Sympathy Gifts For The Loss Of A Child

Why do we give gifts? The short answer is to show the love and respect for the person or family receiving the gift. The majority of gift giving occurs during happy occasions such as holidays, birthdays and anniversaries. Even during a sorrowful period in a person's life, when death has suddenly taken away someone they loved, an appropriate sympathy gift given at the right time can be a comforting remembrance and keepsake of their loved one. But what if the deceased was a baby who was stillborn or died shortly after birth? Is there any sympathy gift that can be given to the grieving parents to help them cope with the overwhelming sadness they are suffering?

The reality is that there is no physical sympathy gift that can be given to the distraught parents that will remove the pain and hurt they are experiencing. Their baby's birth was to be the beginning of an exciting new period in their lives. In an instant, joyous expectations turn to agonizing pain. With time, the disabling sadness the parents suffer will slowly subside, but will never be completely extinguished. What can be done to help the grieving parents get through the most stressful period of their life immediately after the death of their baby?

The best sympathy gift that can be given to someone who has lost a baby is love, understanding, and time. Resist the thought that "talking about it will make it worse".

With very few exceptions, the grieving parents want, and more importantly need, the comfort and support of their family and friends.
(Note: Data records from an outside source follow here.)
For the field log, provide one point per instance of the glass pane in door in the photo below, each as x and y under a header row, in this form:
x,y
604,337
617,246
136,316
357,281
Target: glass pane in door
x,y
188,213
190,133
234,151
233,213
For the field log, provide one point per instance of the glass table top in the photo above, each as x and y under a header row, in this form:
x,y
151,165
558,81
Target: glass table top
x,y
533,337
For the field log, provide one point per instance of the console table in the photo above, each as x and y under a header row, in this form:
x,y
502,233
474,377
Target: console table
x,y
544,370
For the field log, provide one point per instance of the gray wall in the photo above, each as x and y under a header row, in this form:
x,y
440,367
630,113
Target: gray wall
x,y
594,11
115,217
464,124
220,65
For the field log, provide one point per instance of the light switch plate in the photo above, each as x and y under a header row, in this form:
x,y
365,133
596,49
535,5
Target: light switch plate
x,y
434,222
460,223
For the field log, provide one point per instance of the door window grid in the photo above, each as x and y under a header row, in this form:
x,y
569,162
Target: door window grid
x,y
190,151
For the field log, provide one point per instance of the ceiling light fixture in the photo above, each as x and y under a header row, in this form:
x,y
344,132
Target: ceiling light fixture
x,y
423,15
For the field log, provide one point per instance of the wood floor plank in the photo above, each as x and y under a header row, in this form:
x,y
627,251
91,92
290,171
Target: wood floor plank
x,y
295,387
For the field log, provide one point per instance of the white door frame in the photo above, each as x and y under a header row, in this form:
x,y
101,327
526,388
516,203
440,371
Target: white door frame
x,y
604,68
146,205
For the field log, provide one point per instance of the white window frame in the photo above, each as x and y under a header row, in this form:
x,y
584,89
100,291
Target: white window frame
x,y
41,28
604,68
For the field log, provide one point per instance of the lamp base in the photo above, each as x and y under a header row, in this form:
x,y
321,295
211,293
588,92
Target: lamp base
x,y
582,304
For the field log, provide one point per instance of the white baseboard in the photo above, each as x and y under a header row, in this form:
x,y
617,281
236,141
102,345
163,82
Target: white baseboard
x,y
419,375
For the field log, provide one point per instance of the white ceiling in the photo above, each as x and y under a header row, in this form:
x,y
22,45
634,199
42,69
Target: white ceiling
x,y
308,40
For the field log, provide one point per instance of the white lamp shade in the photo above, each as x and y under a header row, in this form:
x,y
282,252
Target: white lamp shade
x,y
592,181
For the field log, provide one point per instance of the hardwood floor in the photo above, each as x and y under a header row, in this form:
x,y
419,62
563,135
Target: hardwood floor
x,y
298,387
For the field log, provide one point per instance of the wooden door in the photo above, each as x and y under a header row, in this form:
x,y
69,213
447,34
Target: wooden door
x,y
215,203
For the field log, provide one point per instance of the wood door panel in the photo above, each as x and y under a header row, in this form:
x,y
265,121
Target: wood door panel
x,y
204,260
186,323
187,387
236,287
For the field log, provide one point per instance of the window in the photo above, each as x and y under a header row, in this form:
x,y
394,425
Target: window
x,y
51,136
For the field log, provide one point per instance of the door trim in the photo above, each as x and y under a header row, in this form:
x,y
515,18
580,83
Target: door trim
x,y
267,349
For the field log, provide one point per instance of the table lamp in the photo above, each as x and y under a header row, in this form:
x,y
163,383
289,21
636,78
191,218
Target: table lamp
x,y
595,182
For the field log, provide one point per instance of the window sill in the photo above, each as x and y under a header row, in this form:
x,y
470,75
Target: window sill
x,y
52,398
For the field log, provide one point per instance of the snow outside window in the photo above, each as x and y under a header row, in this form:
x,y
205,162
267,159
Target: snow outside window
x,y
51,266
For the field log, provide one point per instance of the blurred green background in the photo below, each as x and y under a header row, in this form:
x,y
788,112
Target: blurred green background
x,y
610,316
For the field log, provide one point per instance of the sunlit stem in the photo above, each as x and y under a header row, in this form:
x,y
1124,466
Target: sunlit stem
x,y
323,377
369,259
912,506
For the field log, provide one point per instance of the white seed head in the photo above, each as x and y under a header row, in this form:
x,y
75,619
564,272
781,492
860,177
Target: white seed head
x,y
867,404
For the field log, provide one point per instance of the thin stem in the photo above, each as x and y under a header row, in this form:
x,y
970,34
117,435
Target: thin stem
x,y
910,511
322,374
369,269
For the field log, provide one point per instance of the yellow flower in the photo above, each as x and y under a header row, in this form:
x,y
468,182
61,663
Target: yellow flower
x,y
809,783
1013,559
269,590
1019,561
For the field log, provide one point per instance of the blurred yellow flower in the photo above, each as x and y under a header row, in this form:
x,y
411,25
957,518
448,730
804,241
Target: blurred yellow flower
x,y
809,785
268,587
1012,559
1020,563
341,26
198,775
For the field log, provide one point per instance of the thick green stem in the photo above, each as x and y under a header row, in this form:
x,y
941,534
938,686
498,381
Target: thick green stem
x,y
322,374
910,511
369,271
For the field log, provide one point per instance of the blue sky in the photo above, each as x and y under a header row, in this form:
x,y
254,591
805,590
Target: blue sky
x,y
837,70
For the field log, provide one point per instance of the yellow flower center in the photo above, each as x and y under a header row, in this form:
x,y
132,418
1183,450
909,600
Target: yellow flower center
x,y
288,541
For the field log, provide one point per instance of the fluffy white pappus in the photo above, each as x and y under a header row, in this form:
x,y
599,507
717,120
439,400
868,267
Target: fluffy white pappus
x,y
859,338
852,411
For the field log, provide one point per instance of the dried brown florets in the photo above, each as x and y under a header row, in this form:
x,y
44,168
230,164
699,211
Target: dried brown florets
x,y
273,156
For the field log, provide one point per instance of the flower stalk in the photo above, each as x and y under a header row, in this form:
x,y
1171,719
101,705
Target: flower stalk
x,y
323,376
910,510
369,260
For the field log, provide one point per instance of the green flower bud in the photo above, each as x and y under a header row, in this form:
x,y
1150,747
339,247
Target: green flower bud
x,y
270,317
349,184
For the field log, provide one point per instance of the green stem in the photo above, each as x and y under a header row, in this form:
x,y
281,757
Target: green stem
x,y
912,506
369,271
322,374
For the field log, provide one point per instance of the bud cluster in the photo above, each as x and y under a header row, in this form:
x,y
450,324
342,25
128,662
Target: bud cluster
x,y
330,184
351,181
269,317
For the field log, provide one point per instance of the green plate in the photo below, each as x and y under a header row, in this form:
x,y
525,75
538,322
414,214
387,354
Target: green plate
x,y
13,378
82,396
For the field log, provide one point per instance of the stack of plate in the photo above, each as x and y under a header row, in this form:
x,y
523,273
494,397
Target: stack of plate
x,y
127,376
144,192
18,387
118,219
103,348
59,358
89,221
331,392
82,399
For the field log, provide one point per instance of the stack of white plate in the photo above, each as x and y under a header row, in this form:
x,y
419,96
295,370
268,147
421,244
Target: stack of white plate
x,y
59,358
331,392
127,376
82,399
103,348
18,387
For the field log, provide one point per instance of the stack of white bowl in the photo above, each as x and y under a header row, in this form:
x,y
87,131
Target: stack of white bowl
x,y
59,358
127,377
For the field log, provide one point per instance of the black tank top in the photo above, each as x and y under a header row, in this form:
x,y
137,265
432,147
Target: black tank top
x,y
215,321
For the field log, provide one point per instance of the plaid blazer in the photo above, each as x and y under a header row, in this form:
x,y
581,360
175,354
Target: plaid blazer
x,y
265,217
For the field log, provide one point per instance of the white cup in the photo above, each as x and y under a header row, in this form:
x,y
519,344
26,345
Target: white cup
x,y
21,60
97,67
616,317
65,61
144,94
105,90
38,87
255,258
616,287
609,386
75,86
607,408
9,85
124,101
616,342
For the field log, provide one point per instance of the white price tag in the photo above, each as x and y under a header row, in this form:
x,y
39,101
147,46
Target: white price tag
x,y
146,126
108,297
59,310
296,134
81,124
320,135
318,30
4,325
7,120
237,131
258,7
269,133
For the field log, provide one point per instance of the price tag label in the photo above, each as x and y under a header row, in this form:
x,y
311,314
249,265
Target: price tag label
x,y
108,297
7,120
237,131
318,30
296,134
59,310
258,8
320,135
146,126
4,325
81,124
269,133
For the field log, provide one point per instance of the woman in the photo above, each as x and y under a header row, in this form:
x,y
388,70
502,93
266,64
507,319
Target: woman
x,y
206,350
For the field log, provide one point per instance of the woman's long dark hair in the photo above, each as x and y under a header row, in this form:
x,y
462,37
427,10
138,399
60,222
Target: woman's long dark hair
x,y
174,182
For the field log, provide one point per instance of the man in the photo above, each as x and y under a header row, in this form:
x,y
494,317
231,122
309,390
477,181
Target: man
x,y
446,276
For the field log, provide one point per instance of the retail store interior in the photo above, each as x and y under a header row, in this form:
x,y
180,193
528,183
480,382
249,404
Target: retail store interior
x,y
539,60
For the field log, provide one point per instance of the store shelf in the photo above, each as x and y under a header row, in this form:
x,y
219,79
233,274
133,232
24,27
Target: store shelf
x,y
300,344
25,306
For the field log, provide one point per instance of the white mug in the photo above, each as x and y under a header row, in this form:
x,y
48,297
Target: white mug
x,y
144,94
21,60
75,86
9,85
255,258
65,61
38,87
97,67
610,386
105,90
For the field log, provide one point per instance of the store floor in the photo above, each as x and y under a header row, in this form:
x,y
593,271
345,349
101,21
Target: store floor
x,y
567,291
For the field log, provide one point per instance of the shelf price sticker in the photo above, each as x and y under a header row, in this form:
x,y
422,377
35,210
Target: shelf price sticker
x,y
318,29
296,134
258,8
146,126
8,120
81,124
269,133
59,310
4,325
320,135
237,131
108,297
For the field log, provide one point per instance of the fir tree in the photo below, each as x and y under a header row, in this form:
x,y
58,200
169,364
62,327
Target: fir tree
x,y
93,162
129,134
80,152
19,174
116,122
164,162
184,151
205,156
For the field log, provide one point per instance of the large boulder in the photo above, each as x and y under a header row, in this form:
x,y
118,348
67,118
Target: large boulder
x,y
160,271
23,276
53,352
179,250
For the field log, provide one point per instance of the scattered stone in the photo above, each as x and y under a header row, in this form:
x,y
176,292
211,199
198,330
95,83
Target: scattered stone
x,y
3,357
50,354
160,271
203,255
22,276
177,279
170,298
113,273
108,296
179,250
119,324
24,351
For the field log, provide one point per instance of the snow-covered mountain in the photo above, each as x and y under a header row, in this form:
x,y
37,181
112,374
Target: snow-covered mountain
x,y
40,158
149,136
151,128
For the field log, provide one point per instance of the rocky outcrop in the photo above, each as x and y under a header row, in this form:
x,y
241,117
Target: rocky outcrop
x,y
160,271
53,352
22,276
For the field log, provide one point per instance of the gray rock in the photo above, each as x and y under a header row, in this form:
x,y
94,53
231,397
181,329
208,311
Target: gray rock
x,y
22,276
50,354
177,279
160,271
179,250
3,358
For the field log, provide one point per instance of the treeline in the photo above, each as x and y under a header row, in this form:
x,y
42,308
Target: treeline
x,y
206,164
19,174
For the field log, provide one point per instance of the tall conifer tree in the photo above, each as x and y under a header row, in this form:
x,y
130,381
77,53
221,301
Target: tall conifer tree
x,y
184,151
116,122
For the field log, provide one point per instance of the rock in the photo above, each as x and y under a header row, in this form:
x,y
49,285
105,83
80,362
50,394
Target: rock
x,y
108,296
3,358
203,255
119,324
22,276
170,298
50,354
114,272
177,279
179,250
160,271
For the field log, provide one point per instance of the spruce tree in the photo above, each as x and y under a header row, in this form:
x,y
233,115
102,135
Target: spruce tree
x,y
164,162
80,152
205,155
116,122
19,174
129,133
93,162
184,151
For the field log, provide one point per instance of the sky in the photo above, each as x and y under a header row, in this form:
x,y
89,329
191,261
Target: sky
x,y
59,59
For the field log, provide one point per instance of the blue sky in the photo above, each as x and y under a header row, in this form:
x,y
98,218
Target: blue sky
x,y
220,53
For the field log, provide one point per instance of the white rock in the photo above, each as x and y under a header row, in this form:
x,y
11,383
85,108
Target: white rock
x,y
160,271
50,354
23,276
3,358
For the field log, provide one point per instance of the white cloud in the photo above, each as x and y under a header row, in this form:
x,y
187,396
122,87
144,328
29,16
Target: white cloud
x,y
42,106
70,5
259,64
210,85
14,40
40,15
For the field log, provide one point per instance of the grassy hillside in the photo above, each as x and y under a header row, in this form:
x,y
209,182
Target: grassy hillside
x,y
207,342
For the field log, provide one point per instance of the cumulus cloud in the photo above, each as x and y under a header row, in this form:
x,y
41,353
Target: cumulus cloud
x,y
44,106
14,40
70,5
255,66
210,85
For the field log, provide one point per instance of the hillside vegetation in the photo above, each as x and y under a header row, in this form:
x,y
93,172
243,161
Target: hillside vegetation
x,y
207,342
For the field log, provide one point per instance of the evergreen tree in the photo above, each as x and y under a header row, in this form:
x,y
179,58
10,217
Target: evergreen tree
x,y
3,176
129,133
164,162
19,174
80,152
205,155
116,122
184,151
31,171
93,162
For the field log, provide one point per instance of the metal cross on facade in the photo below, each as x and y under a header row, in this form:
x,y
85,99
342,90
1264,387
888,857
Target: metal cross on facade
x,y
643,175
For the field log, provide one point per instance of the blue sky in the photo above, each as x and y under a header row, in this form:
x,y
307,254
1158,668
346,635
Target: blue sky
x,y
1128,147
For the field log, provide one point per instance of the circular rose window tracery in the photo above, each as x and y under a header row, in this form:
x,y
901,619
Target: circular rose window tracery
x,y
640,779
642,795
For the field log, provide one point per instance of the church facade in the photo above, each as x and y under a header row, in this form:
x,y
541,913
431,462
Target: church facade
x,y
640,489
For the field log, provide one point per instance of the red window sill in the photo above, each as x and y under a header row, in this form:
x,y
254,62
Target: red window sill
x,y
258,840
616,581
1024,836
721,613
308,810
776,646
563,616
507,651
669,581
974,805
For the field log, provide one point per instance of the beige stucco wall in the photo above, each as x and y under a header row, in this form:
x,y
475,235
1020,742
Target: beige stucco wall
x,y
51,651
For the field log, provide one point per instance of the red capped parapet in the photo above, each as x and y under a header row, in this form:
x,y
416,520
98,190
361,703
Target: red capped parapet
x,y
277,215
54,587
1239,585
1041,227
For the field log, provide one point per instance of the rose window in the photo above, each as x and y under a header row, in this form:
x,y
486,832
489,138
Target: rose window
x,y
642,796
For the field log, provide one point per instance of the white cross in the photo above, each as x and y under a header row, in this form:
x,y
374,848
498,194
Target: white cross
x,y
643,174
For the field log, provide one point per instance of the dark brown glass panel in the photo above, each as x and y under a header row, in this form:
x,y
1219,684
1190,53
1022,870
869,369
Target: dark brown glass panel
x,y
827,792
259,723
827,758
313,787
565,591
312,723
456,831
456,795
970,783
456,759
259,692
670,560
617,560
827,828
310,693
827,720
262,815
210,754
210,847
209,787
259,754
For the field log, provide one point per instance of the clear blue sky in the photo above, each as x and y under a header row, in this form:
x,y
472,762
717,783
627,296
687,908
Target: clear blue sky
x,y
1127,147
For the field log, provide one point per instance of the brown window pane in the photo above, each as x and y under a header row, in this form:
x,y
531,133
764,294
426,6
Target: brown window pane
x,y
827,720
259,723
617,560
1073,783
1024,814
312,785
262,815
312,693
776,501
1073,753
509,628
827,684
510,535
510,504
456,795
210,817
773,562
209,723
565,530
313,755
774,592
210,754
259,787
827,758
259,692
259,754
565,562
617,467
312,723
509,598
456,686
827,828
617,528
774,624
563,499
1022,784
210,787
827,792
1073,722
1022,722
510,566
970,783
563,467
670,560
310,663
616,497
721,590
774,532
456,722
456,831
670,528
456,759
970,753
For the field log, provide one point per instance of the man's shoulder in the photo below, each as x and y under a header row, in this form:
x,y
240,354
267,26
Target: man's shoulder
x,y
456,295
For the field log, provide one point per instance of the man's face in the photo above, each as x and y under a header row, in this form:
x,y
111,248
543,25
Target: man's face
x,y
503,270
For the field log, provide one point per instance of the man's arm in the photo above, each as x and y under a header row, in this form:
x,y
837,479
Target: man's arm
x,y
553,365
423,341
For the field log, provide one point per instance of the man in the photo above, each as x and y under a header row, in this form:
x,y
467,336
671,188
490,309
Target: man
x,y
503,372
During such times with the parents, care should be taken to avoid well meaning, but ultimately hurtful sayings such as;

"It's God's will."

"You can always try again."

"Time will heal your broken heart."

Instead, try to acknowledge the devastating loss the parents have suffered with comforting statements such as;

"I can not begin to imagine the pain you must be feeling"

"I am so sorry about the loss of your baby"

"If there's anything I can do for you and your family, please let me know."

If the grieving parent feels like talking, gently acknowledge what they are saying with no attempts to bring your own views regarding medical information, logic or religion into the discussion. If the parents had named the deceased baby, try to use the baby's name in the conversation to show you understand the human reality of their loss.

Many people may elect to send the parents of a deceased baby a sympathy gift to show their sorrow for their loss. Garden stones or wind-chimes engraved with the baby's name will be long treasured by parents as dignified memorials of their child's short time with them on earth.

But whether a gift is given or not, what the parents of the baby will remember and most appreciate was having someone there who supported and comforted them in their darkest hours.